CD Projekt Red (CDPR) announced on Wednesday that the next-gen update for The Witcher 3: Wild Hunt would be delayed, but the company insists it’s not in “some sort of development hell” (via Polygon).
As part of the delay announcement, CDPR said that the update would miss its planned Q2 release and that the studio would move development of the update in-house. CDPR did not announce a new release date or even an expected timeline, which led some publications — including The Verge — to write that the game has been delayed indefinitely. CDPR’s SVP of business development, Michał Nowakowski, took issue with that characterization in an investor call this week.
“When it comes to [the] next-gen launch of The Witcher 3, I think there one comment I actually wanted to make,” he said. (Scrub to 30:34 if you’d like to hear for yourself.) “I’ve been looking at headlines that popped up here and there over the internet, and I’ve seen one that really drew my attention, which is, ‘Witcher 3 next-gen delayed indefinitely.’ Which sounds like the game is in some sort of development hell. I want to state that this is not the fact. There’s been a lot of insinuations that we’re going to launch [in] June [of] next year or something like that. That’s completely not the case.”

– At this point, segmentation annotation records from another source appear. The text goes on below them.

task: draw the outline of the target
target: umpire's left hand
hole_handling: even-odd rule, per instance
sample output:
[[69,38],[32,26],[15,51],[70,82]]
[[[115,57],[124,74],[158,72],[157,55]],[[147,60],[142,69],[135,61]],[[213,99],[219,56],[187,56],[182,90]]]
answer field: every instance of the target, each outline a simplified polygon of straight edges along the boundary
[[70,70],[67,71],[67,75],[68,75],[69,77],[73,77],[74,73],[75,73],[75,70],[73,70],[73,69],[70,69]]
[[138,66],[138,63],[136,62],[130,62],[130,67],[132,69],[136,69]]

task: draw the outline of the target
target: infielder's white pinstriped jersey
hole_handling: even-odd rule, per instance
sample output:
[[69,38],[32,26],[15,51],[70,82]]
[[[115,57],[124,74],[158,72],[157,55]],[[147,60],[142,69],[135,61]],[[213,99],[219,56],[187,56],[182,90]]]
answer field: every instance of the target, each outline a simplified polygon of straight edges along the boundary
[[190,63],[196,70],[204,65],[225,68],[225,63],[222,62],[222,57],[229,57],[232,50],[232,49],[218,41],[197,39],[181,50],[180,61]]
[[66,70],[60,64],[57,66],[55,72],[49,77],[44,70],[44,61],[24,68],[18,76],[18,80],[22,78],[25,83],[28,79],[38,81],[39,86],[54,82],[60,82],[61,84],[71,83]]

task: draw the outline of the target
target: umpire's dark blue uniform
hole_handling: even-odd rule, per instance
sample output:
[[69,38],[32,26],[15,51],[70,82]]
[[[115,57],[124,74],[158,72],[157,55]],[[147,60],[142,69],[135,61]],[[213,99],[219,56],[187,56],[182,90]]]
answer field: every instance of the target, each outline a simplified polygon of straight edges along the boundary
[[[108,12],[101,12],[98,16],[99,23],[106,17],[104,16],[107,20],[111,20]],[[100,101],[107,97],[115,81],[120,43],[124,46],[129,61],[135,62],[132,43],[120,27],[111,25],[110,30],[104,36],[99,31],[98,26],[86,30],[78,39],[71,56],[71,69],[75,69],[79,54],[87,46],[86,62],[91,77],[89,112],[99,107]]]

While he stopped short of giving details on when we might be able to play the update, the next comments from Nowakowski suggest that it may not be too far off. “Everything we’re saying is: we have taken development of the game in-house. The game is going to be finished in-house. We’re evaluating our time. That requires a bit of investigation. That’s all we’re saying. Nobody is saying the game is delayed in some monumental time gap ahead of us.”
CD Projekt Red’s Karolina Gnaś confirmed to The Verge that the update was originally being developed by Saber Interactive, which handled the impressive Switch port for The Witcher 3. However, Saber Interactive has an office in Russia, and as Kotaku noted, a Russian gaming outlet reported in March that CDPR cut ties with that office, which was reportedly handling the next-gen update. Gnaś did not reply to a question asking if the Russian office was the one working on the update.